E. du Perron
aan
Menno ter Braak
Parijs, [3 oktober 1934]
Parijs, 3 October.
Beste Menno,
Het is heel goed mogelijk dat die prikken ons veel goed hebben gedaan; maar op het oogenblik zitten we nog te veel in de herrie om ons naar behooren aan het voelen te wijden.
Stuur me je stuk over Porta Nigra; ik ben er zeker benieuwd naar.
Ook naar het Carnaval natuurlijk, waarin ik dezelfde opdracht wil hebben (voor 3e keer nu!) van vroeger. Hierbij vast het pampier. - Ik bewonder je energie en je werkkracht. Voorloopig zal je van mij niet veel hooren; ik ben ‘er niet meer in’, weet niet wat ik doen of schrijven zal. Dat baantje bij de Utrecht is niet zeker; de heer Timmers Verhoeven moet daarvoor naar Parijs komen om te probeeren het los te krijgen van den directeur hier, die een zekere heer baron Collot d'Escury is; het is
dan ook niet uitgemaakt dat het lukt. En misschien wil ik in ieder geval eerst Ducroo afmaken, als ik weer energie heb. Ik schrijf anders Querido vandaag dat ik hem liever zijn geld teruggeef dan het boek half verknoeid en afgeroffeld op den afgesproken termijn in te leveren.
En dan zijn er nog allerlei andere plannen, in verband met Bep's situatie na haar vader's dood. Maar zij weet nog steeds niet waar ze precies aan toe is, dus alles loopt weer een beetje door elkaar. Als ik dat baantje bij de Utrecht krijg (en aanneem), zitten we meer dan ooit aan Parijs vast. Krijg ik het niet, dan gaan we misschien elders heen. Enfin, dit alles is vaag en zal zeker niet vóór December of Januari a.s. worden opgelost.
Cerebraliteit. - Je bent wèl cerebraler dan ik, zeg je, hoewel op zichzelf niet cerebraal. Maar ik heet (en ben) al heel erg cerebraal, al ben ik vergeleken bij jou misschien een ontzettende primitievert. Hoe nu? en wat is de conclusie in dezen?
Stuur het boek van Klaus maar, al beloof ik niet dat ik het lezen zal. Ik heb lust om niets meer te lezen van al de rotzooi die in druk verschijnt. Maar inkijken zegt vaak meer dan genoeg.
Dank voor je bemoeienis inzake het Luto-lot.

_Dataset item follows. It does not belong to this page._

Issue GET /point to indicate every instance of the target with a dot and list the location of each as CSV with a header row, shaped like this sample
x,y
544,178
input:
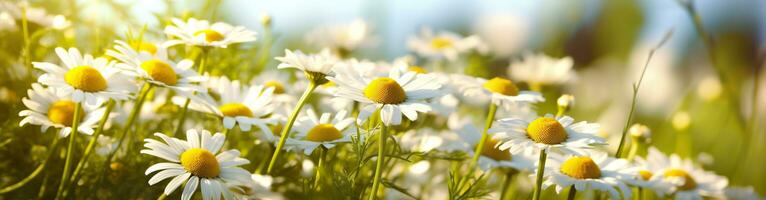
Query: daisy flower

Verwacht niet te veel van het Wijdenes-portret. In welke stemming zal ik zijn als ik het schrijf? - Misschien stuur ik je eerstdaags een paar stukjes panopticum. En heb je van J.v.N. nu de verdere copie van Ducroo gekregen? Je zou me een groot genoegen doen als je een flink stuk in November plaatste; dit met het oog op de financiën en het misschien terug te geven geld aan Querido.

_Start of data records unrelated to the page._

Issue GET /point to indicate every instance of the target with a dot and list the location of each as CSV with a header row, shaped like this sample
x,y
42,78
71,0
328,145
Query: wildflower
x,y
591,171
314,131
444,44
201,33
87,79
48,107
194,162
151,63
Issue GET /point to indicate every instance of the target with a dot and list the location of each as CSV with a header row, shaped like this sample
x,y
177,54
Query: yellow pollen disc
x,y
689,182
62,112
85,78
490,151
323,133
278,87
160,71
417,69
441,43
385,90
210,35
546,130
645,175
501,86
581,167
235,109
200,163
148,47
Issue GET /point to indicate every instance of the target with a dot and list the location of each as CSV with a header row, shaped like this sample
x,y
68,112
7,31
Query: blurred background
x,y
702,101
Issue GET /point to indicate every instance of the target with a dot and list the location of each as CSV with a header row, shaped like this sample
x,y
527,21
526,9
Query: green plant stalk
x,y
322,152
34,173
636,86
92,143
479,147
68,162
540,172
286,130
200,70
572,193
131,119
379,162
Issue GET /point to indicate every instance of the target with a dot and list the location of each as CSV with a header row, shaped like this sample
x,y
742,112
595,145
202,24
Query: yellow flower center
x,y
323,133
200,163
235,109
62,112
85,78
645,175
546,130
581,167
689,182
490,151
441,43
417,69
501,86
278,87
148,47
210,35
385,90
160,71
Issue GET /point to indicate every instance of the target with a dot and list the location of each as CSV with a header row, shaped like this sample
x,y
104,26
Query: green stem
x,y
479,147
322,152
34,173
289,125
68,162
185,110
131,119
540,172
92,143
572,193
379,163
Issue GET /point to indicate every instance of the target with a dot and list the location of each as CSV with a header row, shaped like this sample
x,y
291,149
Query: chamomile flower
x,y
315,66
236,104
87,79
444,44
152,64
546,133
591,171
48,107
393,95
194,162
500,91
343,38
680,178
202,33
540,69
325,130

Het zou aardig zijn als in de 2e helft van October Slau, Marsman en jij - en misschien dan ook Greshoff - voor een gezamenlijke ontmoeting in Parijs kwamen. Stuur me Slau over je Politicus. [Als II er ook is!]
Hartelijke groeten, ook voor Ant,
Je
E.
P.S. - Ik zie straks Gans. Het is jammer dat hij zoo traag is. Op deze manier verdient hij nooit het geld dat hij noodig heeft om
in Parijs te blijven, en ik kan hem niet blijven voorschieten! Het is anders een beste kerel en 100% aardig in zijn gezindheid en bedoelingen.
Parijs, 3 October.
B.M.
- In haast nog deze kwestie: Gans heeft in het geheel 6 stukken geschreven, waarvan ik tot dusver 3 geplaatst zag, nl. ‘Vaderlandsloozen’ en ‘Paris, mon Village’, in Augustus, en ‘Verdwijnen de Parijsche Hallen?’ in September. Kan je informeeren wat er gebeurd is met de 3 andere stukken, die alle 3 in de 2e helft van Sept. verzonden moeten zijn? Het is te hopen dat men ze niet alle heeft uitgesteld tot October! Laat je bewijs nrs. zenden? Dank.
je
E.
Deze briefk. ging niet weg; gaat dus hierbij!